A choice for a focus on specifically software that processes language, is both a poetic choice, as also a way to speak directly with the techniques that use, excecute & process language*.

* The computer-interface is a linguistic device. When using a computer, language is used (as interface to control computer systems), executed (as scripts written in (a set of) programming languages) and processed (turning natural language into data).

context

importance?

wordclouds visualizing text-mining research results; from the World Well Being Project
data-mining (part of meta-metaphors, a collaborative project with Julie; listing the metaphors for the Internet
anthropomorphism used as a tool to relate to computer processes

Today we read and produce a big amount of written material, while being accompanied by computers and the Internet. Written language appears in the form of emails, webpages, interfaces, and m.m. more. Because there is such a high quantity of this material produced and published 'publically' online, this material could be used as 'data': mathematically processable simplified text. The field of natural language processes (NLP) and more specifically text-mining comes in here: it tries to 'read' meaning in the data. How they exactly do that is mostly hidden, and sometimes complex. It is difficult to relate to their processes, and to see how they 'read' information out of meaningless data. Not to mention the complexity to be aware of or disagree with them. How do we relate to these information processes? In this part of NLP systems —relating to their processes as a reader— i recognize two patterns:

  • Because of big-data's ideological aims to be in direct contact with information, there is a belief that 'truth' can be gained from data without any mediation: as it is the data that speaks[1] or no humans are ever involved[2]. The format of the 'wordcloud' is regarly used as a way to visualize such 'truths' and is a common way to relate to the practise of text-mining.

Raw-data is like nature, it is the idea that nature will speak by itself. It is the idea that thanks to big data, the world speaks by itself without any transcription, symbolization, institutional mediation, political mediation or legal mediation (Antoinette Rouvroy, 2015)[3] Data is seen as a natural resource, where only has to be 'mined' for, like in the act of mining for gold. These assumptions are ideological because such aims are invisible, and part of a 'control-system' that presents data as meaningful information.

  • on the other hand i recognize a habit to apply anthropomorphic qualities to software (like 'thinking' or 'machine learning'), which can easily obscure and mislead their syntactical nature. Benjamin Bratton calls for a habit to regard computers as inhuman and machinic: in many cases these debates may be missing the real point of what it means to live and think with forms of synthactic intelligence very different from our own. (Benjamin Bratton, 2015)[4]

The field of NLP is a field of designers: designing meaningful information out of meaningless data. These two patterns are functioning as their typography: they both create a readable format that makes it possible for a reader to relate with the information. Information that is regarded as complex and therefore rather hidden away.
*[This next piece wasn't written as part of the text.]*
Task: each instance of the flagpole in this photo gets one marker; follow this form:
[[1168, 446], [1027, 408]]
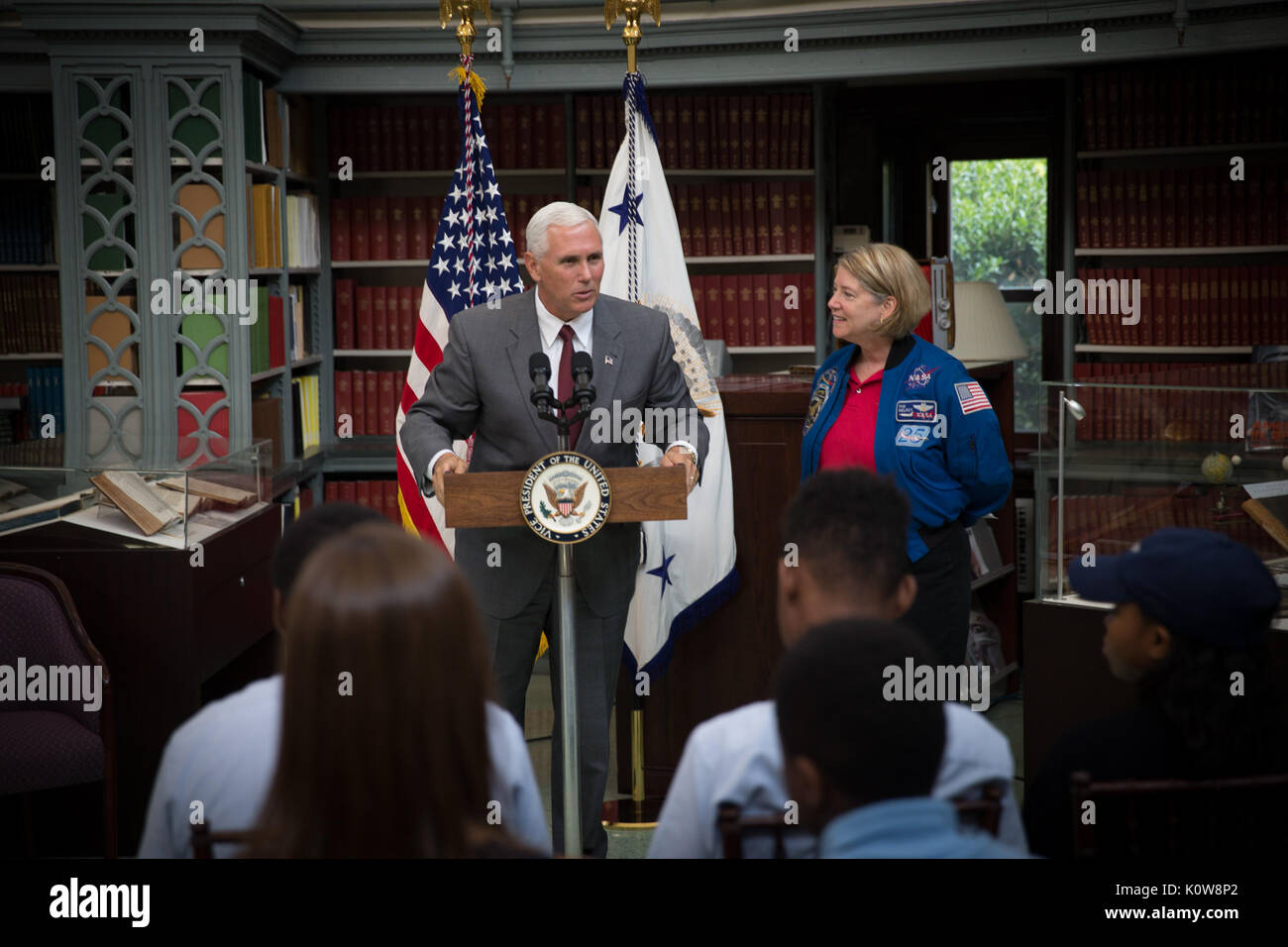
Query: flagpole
[[631, 37]]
I would like to offer an alternative entrance to these information design processes, by starting to publish a collection of alternative reflections on these techniques, made accessible and legible for people with an interest to regard software as a cultural product.
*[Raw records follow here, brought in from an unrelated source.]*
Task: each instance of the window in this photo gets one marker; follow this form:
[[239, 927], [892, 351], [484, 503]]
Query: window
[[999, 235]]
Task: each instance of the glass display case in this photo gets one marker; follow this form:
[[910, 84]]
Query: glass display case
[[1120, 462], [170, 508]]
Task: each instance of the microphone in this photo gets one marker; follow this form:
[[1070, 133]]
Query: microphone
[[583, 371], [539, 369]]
Then it could hopefully be a trigger to formulate an opinion or understanding about computational (syntactical) techniques without relying only on the main (and overpowering) perspective.


  • Critical thinking about computers is not possible without an informed understanding. (...) Software as a whole is not only 'code' but a symbolic form involving cultural practices of its employment and appropriation. (...) It's upon critics to reflect on the contraints that computer control languages write into culture. (Florian Cramer, 2008)[5]
  • The issue we are dealing now with in machine learning and big data is that a heuristic approach is being replaced by a certainty of mathematics. And underneath those logics of mathematics, we know there is no certainty, there is no causality. Correlation doesn't mean causality. (Ramon Amaro, 2015)[6]

publishing?

typography analysis as sentiment analysis; from the World Well Being Project

As coming from a background in graphic design i got educated in typography and visual language, combined with courses in editorial design. During this bachelor, i became interested in semiotics, and in systems that use symbols/icons/indexes to construct meaning.
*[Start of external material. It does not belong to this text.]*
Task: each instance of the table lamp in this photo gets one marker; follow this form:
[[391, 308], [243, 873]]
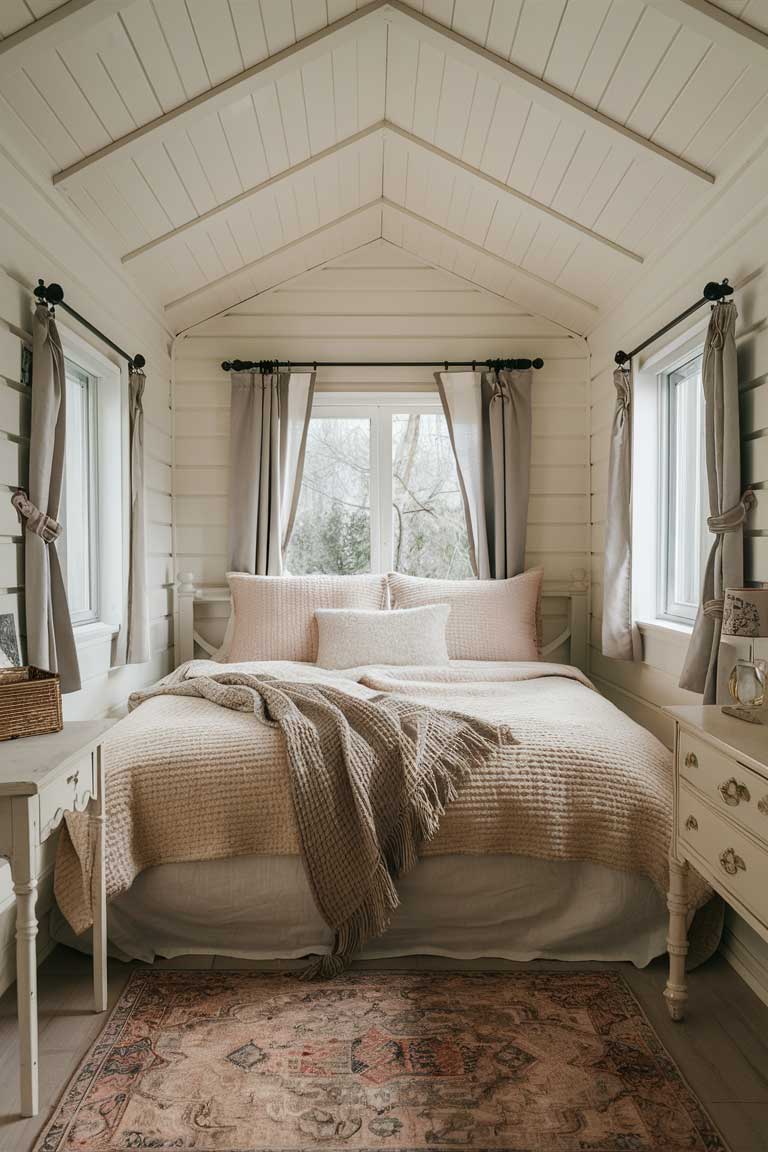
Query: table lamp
[[745, 614]]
My interest focused specifically on language, our primary communication system. Language does not only mediate the contact between human to human, but also the relation from a human to objects and other entities in the world around us. It is a tool to understand, categorize and give meaning to the world. This is an obvious process that happens to everyone, but the semiotic writings of Saussure and Pierce made such invisible systems a topic of research: they introduced me to systems that describe such mediating processes. I became enthusiastic to learn about signs that are signifying certain meaning within culture, as the color 'gold' can signify richness, or the color 'red' can either stand for aggresion or socialism. Fascinating systems, useful as analysis tools, but described already in the 60s and mainly applied in the field of advertisement. It was therefore difficult to implement in my practise.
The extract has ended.